I prefer to add a second answer since the approach is quite different.

Let $x=\frac{y}{y-1}$ and consider that we look for the zero of function $$f(y)=y^r+(y-1)^r-2$$ which is more pleasant since $f(1)=-1$ and $f(2)=2^r-1$ which show that the solution is close to $1^+$.

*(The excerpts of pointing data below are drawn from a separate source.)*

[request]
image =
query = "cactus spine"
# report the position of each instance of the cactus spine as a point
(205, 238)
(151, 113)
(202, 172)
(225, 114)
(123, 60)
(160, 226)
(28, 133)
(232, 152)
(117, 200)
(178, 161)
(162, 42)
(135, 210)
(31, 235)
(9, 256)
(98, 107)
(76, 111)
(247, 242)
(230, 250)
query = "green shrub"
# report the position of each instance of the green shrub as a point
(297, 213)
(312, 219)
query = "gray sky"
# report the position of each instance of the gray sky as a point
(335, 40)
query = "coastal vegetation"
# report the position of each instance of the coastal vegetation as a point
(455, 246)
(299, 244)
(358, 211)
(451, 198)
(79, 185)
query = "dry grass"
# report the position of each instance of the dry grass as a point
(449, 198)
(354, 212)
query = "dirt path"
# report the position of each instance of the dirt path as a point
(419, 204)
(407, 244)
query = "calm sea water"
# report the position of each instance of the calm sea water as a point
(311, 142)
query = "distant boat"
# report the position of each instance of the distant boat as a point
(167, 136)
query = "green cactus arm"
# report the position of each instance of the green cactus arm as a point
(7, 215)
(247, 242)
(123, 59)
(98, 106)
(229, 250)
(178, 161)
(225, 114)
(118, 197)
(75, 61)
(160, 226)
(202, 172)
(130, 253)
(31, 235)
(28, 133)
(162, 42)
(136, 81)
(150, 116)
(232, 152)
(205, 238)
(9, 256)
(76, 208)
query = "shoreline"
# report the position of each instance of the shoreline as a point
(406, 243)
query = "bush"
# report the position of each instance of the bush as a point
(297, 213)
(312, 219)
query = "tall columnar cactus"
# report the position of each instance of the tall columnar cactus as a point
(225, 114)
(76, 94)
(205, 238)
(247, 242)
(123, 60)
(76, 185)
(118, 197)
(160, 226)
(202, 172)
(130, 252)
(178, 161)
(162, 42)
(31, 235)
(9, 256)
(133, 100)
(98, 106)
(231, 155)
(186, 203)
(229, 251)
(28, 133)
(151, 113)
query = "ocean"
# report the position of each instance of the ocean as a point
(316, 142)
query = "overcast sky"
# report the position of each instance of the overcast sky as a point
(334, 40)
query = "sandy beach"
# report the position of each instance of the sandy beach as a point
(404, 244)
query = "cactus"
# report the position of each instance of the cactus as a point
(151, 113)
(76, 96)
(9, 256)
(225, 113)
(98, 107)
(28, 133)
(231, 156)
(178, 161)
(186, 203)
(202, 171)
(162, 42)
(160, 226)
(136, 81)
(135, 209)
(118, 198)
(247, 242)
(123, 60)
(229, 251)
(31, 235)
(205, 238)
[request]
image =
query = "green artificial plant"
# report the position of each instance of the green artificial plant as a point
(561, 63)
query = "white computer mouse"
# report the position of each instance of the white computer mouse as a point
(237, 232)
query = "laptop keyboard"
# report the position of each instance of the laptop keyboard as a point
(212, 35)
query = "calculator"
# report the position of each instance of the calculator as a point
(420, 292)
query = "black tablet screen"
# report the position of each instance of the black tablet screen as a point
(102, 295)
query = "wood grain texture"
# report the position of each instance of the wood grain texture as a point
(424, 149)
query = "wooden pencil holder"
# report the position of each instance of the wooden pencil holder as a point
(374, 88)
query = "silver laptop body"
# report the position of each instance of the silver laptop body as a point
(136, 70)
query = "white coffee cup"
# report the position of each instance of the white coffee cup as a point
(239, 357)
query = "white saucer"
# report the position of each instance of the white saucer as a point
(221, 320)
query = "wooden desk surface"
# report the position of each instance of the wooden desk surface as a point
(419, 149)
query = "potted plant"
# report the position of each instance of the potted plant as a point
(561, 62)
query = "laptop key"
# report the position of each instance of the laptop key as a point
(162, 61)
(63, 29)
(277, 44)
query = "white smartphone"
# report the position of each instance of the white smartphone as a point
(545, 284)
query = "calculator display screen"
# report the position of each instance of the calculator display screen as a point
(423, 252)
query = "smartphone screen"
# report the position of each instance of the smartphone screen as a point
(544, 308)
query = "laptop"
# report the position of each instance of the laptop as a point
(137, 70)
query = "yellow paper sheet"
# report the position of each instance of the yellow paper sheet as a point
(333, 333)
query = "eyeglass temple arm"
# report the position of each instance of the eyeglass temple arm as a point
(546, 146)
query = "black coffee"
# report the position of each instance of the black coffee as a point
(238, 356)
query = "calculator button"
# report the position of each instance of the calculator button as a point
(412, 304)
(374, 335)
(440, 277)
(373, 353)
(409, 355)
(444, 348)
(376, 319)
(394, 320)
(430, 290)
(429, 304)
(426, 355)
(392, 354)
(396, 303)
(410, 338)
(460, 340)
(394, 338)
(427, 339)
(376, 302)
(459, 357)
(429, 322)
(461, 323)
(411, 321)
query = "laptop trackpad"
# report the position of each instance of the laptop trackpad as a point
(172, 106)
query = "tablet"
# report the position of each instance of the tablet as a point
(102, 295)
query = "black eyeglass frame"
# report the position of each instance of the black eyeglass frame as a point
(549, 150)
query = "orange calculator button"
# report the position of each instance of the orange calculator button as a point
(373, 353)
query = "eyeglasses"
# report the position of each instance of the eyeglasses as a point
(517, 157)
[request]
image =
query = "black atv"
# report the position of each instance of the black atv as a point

The initial guess, taken from the first answer, is $$y_0=\frac{2 r+\log (2)}{2 r-\log (2)}$$ Trying to improve as before $$y_1=\frac{2 r+\log (2)}{2 r-\log (2)}-\frac 1r\, \frac{\left(\frac{2\log (2)}{2 r-\log (2)}\right)^r+\left(\frac{2 r+\log (2)}{2 r-\log (2)}\right)^r-2}{\left(\frac{2 \log (2)}{2 r-\log (2)}\right)^{r-1}+\left(\frac{2 r+\log (2)}{2 r-\log (2)}\right)^{r-1}}$$

$$\left( \begin{array}{ccc} r & y_0 & y_1 &\text{solution} \\ 10 & 1.07180322831922 & \color{red}{1.07177346}625573 & 1.07177346253610 \\ 20 & 1.03526851583585 & \color{red}{1.035264923}95977 & 1.03526492384138 \\ 30 & 1.02337494396036 & \color{red}{1.02337389}201245 & 1.02337389199677 \\ 40 & 1.01748013332815 & \color{red}{1.01747969210}642 & 1.01747969210269 \\ 50 & 1.01395970491221 & \color{red}{1.01395947979}125 & 1.01395947979003 \\ 60 & 1.01161957027915 & \color{red}{1.01161944030}242 & 1.01161944030192 \\ 70 & 1.00995137233426 & \color{red}{1.009951290618}34 & 1.00995129061812 \\ 80 & 1.00870203846592 & \color{red}{1.00870198379052} & 1.00870198379052 \\ 90 & 1.00773140758048 & \color{red}{1.00773136921722} & 1.00773136921722 \\ 100 & 1.00695557800201 & \color{red}{1.00695555005676} & 1.00695555005676 \end{array} \right)$$ and, if required, better could be still done. For example, adding a second term is the expansion, for $r=10$, we have $y=\color{red}{1.071773462536}75$ to be compared to the exact solution $y=\color{red}{1.07177346253610}$.